Comparative efficacy and safety of 20 intravenous pharmaceutical intervention for prevention of etomidate-induced myoclonus: a systematic review and Bayesian network meta-analysis.

Summary

Across 48 RCTs (n=4,768), granisetron and oxycodone ranked highest for preventing etomidate-induced myoclonus (OR≈0.01 vs placebo), including for moderate-to-severe events. Opioids overall had higher adverse event rates, though no severe AEs were reported.
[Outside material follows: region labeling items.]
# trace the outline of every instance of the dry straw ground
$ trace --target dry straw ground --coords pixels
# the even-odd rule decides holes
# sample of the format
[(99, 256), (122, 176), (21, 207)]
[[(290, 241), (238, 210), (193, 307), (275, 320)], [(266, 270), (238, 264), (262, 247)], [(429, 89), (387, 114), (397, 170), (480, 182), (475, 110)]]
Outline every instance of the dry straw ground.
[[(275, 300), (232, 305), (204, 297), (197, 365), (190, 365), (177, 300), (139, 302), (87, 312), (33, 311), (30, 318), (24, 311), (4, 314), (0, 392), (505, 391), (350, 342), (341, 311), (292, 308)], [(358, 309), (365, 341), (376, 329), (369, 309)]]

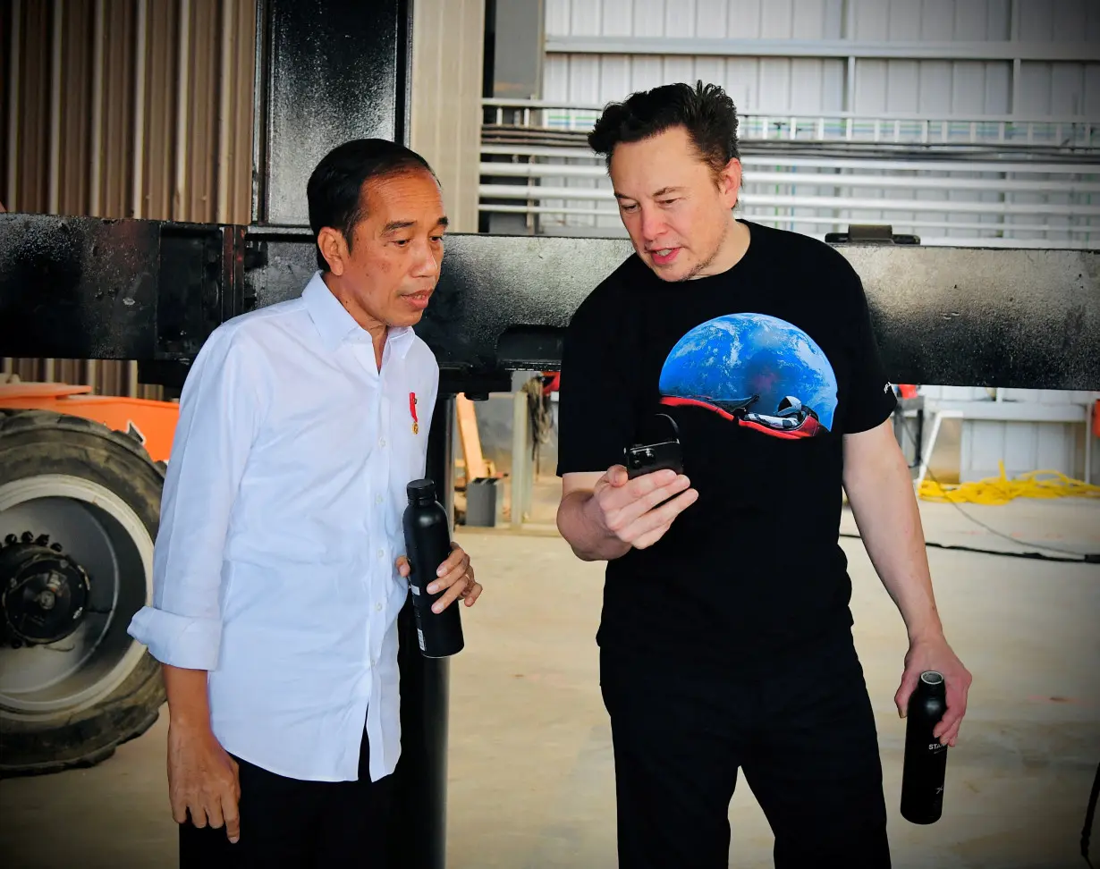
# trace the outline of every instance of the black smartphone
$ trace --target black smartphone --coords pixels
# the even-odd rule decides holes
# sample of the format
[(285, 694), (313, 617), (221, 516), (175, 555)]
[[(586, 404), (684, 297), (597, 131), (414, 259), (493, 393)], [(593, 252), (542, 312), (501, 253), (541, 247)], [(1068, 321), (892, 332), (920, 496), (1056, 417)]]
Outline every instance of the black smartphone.
[(675, 420), (668, 414), (658, 414), (657, 416), (669, 420), (672, 427), (672, 437), (668, 440), (634, 443), (626, 448), (624, 464), (626, 465), (626, 475), (630, 480), (666, 469), (675, 471), (678, 474), (684, 472), (683, 452), (680, 448), (680, 429)]

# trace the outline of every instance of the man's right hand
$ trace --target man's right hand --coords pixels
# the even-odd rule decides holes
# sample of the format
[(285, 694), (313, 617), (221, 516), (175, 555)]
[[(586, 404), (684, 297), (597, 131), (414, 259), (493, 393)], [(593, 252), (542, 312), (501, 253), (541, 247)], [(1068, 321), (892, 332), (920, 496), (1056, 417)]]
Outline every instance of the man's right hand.
[(690, 485), (686, 476), (668, 470), (630, 480), (626, 468), (616, 464), (596, 481), (585, 509), (608, 536), (635, 549), (646, 549), (660, 540), (676, 516), (698, 498), (698, 492)]
[(238, 765), (209, 727), (168, 725), (168, 799), (177, 823), (189, 812), (197, 827), (224, 824), (230, 842), (241, 837)]

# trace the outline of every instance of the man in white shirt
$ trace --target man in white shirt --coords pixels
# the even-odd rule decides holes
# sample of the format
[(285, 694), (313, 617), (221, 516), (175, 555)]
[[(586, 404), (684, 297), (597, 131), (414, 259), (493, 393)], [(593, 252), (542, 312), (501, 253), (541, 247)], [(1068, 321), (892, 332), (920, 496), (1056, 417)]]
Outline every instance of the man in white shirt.
[[(439, 384), (413, 326), (447, 218), (428, 164), (383, 140), (334, 148), (307, 196), (319, 271), (216, 329), (184, 385), (130, 627), (165, 666), (183, 867), (384, 865), (402, 513)], [(481, 593), (458, 546), (439, 576), (440, 608)]]

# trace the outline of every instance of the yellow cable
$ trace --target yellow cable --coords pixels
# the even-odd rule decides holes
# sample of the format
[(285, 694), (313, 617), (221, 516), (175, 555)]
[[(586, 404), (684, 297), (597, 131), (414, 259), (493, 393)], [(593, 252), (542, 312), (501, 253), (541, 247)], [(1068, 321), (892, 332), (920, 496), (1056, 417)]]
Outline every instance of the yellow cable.
[[(925, 501), (956, 504), (1008, 504), (1013, 498), (1089, 498), (1100, 497), (1100, 486), (1072, 480), (1059, 471), (1028, 471), (1015, 480), (1004, 473), (1004, 462), (998, 462), (1000, 476), (989, 476), (970, 483), (921, 482), (920, 496)], [(1046, 479), (1040, 479), (1045, 476)]]

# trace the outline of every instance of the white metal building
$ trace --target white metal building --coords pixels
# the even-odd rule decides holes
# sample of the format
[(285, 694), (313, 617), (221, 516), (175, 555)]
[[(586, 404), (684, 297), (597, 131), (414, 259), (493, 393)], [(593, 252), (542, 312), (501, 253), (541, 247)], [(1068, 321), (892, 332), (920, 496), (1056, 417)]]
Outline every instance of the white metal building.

Sufentanil and remifentanil also performed well.

Key Findings

• 48 RCTs (n=4,768) compared 20 IV interventions plus saline/placebo.
• Granisetron (OR 0.01, 95% CI 0.00–0.06) and oxycodone (OR 0.01, 95% CI 0.00–0.05) most effectively reduced overall EIM; top SUCRA ranks (94.4% and 89.7%).
• Sufentanil (76.5% SUCRA) and remifentanil (74.8%) also ranked highly.
• Opioids increased adverse events compared with controls; no severe AEs reported.

Clinical Implications

Consider granisetron or oxycodone as leading options to reduce etomidate-induced myoclonus, balancing efficacy with the higher AE profile of opioids and individual patient risk.

Limitations

• Certainty graded moderate-to-low for top agents; heterogeneity in dosing and outcome definitions.
• Potential publication bias and limited head-to-head trials for some comparisons.

Future Directions

Head-to-head RCTs comparing granisetron vs leading opioids with standardized dosing and safety endpoints; cost-effectiveness and patient-centered outcomes.